Stop and Smell the Roses
At the risk of sounding cheesy, I stopped to smell the roses. I intentionally set out to tap into all of the possibilities that I could from as many experiences as I could. I designed my schedule so that I could be present and leveraged constraints to find faster and more efficient ways of delivering results. Here are some of the things I’ve done in the last several years to slow down time.
- I was present when meeting with friends for coffee, wine, or meals. I put my phone away, closed my laptop, or planned an active experience.
- During my trips to Dublin to visit Rowena, I always put my laptop away after 6pm the latest. Sometimes even 5pm. And I rarely had my phone on me. We intentionally planned out meals, selected wines carefully, and went on long walks.
- Deeply enjoyed routines that are special to me like going to my local coffee shop on weekend mornings and reading a book while enjoying a flat white or cappuccino. Another favorite back in New Jersey was going to the gym, then the soccer field for drills and kicking around.
- Took my time preparing for my day in the mornings. I never move too fast in the mornings. I love my mornings.
- Made time for hobbies like learning about coffee and wine, making pancakes, and reading.
- Even in my chores, I practiced mindfulness. I absolutely love folding laundry, washing dishes, and tidying up. I use that time to think and reflect.

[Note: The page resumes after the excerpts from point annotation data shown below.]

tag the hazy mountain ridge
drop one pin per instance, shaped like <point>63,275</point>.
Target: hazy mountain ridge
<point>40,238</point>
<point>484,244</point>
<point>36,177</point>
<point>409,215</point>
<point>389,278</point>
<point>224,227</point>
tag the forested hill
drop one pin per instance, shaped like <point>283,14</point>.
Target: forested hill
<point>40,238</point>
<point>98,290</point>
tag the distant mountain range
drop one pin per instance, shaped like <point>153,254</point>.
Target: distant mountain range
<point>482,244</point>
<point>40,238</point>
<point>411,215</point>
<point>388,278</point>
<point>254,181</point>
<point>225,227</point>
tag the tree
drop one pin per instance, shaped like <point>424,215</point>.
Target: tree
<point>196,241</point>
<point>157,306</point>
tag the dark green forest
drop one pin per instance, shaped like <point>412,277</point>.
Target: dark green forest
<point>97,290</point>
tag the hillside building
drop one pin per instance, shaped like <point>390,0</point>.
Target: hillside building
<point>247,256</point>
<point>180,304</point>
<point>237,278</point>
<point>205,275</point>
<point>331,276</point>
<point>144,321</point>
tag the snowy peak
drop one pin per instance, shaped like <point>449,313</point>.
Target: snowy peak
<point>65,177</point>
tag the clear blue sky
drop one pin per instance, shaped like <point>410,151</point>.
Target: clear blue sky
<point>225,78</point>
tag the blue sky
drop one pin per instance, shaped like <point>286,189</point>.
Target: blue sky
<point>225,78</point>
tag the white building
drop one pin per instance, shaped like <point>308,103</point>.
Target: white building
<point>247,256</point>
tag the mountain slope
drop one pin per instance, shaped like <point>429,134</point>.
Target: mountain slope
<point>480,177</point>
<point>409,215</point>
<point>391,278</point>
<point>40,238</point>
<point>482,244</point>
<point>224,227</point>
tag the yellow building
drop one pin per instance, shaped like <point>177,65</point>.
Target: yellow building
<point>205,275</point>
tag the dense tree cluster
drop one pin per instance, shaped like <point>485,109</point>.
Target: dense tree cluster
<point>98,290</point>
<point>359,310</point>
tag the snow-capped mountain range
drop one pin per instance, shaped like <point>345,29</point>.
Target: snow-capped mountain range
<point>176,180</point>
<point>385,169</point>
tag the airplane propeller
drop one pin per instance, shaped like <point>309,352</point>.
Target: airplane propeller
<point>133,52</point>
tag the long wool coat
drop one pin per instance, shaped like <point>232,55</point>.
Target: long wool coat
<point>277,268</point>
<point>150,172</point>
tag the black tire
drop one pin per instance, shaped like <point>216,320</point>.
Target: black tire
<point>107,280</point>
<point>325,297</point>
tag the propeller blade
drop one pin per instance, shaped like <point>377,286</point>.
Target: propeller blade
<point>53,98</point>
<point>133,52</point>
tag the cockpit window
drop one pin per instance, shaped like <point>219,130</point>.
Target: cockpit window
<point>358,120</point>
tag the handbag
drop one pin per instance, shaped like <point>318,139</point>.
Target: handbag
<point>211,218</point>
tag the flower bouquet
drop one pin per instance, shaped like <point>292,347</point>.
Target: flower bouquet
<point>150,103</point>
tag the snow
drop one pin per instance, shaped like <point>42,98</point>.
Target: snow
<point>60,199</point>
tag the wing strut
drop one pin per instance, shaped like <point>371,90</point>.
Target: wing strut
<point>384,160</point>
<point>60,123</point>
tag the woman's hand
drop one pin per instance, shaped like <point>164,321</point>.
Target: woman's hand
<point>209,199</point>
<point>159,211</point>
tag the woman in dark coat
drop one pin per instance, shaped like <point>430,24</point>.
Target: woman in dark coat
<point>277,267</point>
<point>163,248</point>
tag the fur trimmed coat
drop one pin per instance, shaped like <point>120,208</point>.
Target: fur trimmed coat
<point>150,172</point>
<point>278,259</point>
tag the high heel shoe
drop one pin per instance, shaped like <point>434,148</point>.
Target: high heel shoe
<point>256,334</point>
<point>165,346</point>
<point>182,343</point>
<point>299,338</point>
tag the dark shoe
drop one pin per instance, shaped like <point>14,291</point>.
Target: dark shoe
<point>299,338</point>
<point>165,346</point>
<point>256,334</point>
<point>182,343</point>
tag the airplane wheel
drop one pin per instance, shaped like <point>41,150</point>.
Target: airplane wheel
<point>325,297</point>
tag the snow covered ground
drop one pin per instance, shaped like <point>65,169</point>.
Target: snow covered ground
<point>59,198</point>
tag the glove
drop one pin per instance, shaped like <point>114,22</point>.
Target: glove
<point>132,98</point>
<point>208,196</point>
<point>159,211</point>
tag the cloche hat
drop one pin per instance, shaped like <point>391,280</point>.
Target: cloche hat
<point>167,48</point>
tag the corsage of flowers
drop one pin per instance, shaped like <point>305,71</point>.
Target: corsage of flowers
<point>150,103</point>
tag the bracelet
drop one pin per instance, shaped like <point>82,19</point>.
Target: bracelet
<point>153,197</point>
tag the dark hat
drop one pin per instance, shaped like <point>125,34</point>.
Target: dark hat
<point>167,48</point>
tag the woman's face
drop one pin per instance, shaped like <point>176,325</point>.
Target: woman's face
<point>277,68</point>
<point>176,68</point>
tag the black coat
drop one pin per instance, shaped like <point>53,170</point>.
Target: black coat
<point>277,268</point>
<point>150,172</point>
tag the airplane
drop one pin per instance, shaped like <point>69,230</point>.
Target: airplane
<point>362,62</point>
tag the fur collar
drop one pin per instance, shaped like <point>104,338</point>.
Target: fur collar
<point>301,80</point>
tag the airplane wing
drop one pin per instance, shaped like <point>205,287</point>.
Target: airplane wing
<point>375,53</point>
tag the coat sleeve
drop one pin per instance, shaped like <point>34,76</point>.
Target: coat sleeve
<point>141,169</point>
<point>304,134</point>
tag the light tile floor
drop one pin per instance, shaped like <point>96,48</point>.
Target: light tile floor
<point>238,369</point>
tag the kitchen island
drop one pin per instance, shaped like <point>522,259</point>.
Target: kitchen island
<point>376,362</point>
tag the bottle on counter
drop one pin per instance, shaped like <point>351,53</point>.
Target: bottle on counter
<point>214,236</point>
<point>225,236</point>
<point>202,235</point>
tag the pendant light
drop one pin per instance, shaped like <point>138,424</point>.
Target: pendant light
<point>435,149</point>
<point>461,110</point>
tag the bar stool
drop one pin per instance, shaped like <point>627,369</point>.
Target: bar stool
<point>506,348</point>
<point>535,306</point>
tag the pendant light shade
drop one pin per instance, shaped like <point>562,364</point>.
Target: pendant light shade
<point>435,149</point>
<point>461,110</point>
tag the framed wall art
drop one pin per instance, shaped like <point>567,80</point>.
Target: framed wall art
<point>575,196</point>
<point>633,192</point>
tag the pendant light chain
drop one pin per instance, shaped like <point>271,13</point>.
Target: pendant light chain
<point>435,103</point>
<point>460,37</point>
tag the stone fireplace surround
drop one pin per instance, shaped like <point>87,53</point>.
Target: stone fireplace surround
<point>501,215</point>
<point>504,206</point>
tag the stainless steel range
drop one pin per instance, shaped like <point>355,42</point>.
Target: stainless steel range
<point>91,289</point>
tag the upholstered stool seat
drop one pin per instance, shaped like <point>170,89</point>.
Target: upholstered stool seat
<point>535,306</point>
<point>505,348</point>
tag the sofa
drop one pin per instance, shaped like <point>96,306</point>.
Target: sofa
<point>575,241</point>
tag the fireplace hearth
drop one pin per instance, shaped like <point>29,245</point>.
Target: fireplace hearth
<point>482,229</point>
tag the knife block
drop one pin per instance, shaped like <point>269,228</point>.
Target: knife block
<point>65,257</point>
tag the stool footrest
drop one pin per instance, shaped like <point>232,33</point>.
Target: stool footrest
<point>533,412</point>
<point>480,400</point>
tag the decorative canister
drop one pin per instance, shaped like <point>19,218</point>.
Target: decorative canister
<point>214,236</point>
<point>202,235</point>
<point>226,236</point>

- Recycled special moments and memories. I live and relive them over and over on demand. I experience a significant amount of the joy I originally felt in that moment.
The last 3-4 years of my life have felt like no less than decade. I am so grateful to my past self for having invested mindfulness into most of what I do. Today, I am enjoying the compounded value of all those experiences.
And when days or weeks start to feel like they are flying by, I use that as a reminder to slow down, stop, and mindfully smell the roses.